He has no qualms when assessing Rassie Erasmus’ 31-man squad that will travel to Japan with the aim of reinforcing and restoring the aura of the Springboks, writes former Bok hooker JAMES DALTON.
The players selected are the best in their positions, both youthful and experienced, they’ve been sourced locally and abroad, and will undoubtedly be full of South African pride when they pull on the green-and-gold jersey.
The omissions of Rynhardt Elstadt and Andre Esterhuizen are, in my opinion, a no-brainer. Rassie sang Elstadt’s praises as he excelled overseas, but given all the opportunity and support he didn’t give South Africa quite the same service.
Esterhuizen has shown – in two seasons – no change to his one-dimensional style of play and continues to blow hot and cold, a trait that cannot be excused at international level.
While I feel Damian Willemse’s time will still come, I question both Willie le Roux’s current form and whether he is a season past it. And I’m hoping that we will see the impact of Frans Steyn ‘the rugby player’, rather than Frans Steyn ‘the name’ – he appears to be trading slightly on aura rather than form.
Having said this, both players have shown what they are capable of before and who else could have been included in their place? With regard to Aphiwe Dyantyi’s absence, said to be due to injury, it’s a disgrace that a professional player would be practising something as unprofessional as doping. If his B sample is to come back the same, he needs to take some serious accountability.

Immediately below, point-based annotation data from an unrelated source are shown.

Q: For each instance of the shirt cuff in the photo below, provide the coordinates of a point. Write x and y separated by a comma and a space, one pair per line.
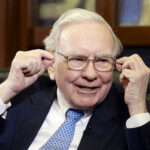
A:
3, 106
138, 120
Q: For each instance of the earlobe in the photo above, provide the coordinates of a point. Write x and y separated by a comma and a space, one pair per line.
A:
51, 72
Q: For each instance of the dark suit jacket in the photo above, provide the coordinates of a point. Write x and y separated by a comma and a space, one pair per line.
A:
105, 130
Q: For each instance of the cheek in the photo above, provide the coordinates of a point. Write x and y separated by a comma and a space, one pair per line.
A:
63, 74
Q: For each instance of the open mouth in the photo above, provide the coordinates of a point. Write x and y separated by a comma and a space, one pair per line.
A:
86, 88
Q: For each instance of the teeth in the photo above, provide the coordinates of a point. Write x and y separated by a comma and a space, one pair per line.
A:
87, 88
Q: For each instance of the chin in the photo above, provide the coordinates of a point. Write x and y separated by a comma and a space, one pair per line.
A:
85, 105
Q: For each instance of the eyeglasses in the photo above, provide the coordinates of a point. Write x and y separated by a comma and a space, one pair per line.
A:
78, 63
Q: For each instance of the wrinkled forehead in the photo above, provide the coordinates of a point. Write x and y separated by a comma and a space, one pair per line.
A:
85, 38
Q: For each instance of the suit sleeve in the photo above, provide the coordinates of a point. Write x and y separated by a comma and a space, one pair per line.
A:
138, 138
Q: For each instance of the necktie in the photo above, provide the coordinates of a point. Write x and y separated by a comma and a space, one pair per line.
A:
62, 138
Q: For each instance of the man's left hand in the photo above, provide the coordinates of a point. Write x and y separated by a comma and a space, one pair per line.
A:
134, 76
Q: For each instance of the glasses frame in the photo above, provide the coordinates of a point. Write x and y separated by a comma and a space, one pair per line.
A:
93, 60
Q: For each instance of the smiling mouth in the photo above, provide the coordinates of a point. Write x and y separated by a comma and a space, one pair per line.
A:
87, 88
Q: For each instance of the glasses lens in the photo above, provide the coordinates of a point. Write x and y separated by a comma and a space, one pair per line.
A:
77, 63
104, 64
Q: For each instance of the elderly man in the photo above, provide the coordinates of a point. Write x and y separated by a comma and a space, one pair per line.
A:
79, 108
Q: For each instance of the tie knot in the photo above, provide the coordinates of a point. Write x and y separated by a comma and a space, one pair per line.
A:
74, 114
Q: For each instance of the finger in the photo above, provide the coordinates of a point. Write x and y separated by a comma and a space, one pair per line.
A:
121, 60
46, 54
119, 67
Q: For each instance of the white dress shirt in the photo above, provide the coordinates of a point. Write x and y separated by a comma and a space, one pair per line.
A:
56, 116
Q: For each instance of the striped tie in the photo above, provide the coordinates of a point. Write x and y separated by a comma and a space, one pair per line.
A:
62, 138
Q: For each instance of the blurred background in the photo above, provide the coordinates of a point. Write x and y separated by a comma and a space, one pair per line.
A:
25, 23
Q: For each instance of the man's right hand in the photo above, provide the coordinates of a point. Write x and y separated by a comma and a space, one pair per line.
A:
25, 69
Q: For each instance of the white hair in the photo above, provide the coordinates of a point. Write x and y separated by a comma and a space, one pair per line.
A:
77, 15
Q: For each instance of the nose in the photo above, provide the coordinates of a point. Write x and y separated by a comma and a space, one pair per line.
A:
90, 72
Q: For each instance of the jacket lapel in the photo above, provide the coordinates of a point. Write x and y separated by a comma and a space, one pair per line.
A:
104, 124
30, 118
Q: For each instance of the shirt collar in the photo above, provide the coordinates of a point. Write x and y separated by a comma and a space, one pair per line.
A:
64, 105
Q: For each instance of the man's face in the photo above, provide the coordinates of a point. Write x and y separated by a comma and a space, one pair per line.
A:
84, 89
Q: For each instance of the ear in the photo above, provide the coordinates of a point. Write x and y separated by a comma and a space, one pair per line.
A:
51, 72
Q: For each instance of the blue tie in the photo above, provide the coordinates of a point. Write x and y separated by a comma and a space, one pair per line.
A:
62, 138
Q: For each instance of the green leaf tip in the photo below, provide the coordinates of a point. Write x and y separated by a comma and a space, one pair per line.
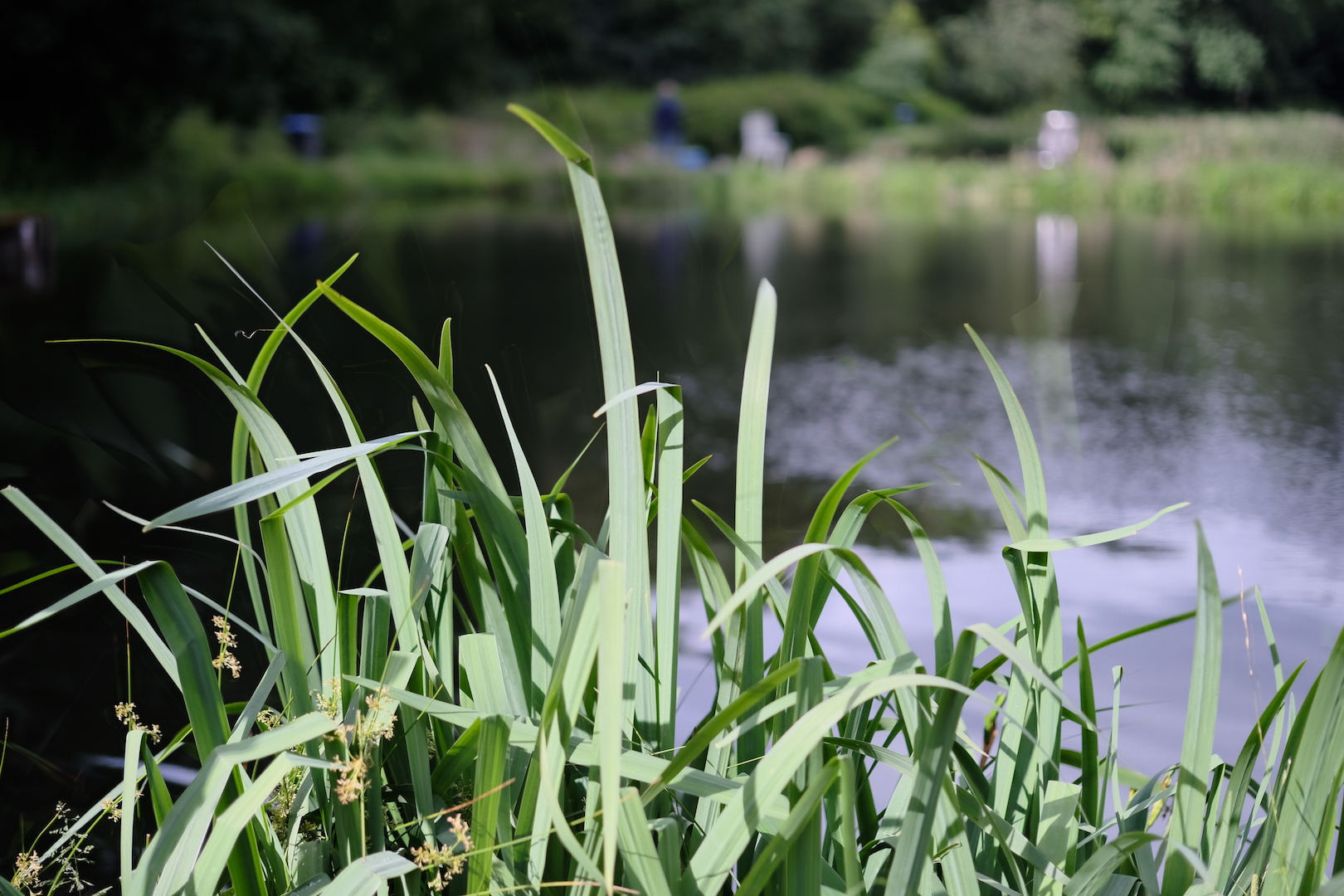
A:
554, 136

On the subject of accountability: this should be the biggest theme of the 2019 Springboks. They have, under Rassie Erasmus and his management, emerged as a squad capable of winning the World Cup and are probably in the best position to do so since 2007.
While the public looks to the coach and either applauds or nails him, it’s time for the players to front up and take responsibility for restoring what the iconic Springbok brand was in my playing days: feared, revered and f**king good.
We boast both the best starting tight five (when the right combinations are picked, especially at lock) as well as the most depth in those positions.
These are the guys that are ultimately going to lay the platform for success in World Cup conditions, where the game is decided by inches and the dirty work done up front. Our best loose forwards are, for the first time in a while, all fit and included, and the difficult decision between Marcell Coetzee and Kwagga Smith was made for the team through injury. Kwagga now really has the chance to shine.
In terms of the backline, we have developed sound combinations and depth in positions we were lacking before – most notably in the back three, who really are best of breed.
I smile in saying what six weeks ago I wouldn’t have: Elton Janjties finally appears to have come into his own at Test level. We now enter the World Cup with our starting flyhalf in Handre Pollard, who put 31 points past Argentina in his last performance, and his backup in Jantjies looking more capable than ever.
We have been, as a rugby public, so supporting of Rassie, his management, and the team in the last two years’ buildup to the World Cup.
Let all of them now be judged by what they show us during their time in Japan. As I’ve said before, we always seem to be building. With this squad of 31, we now have no excuse but to execute.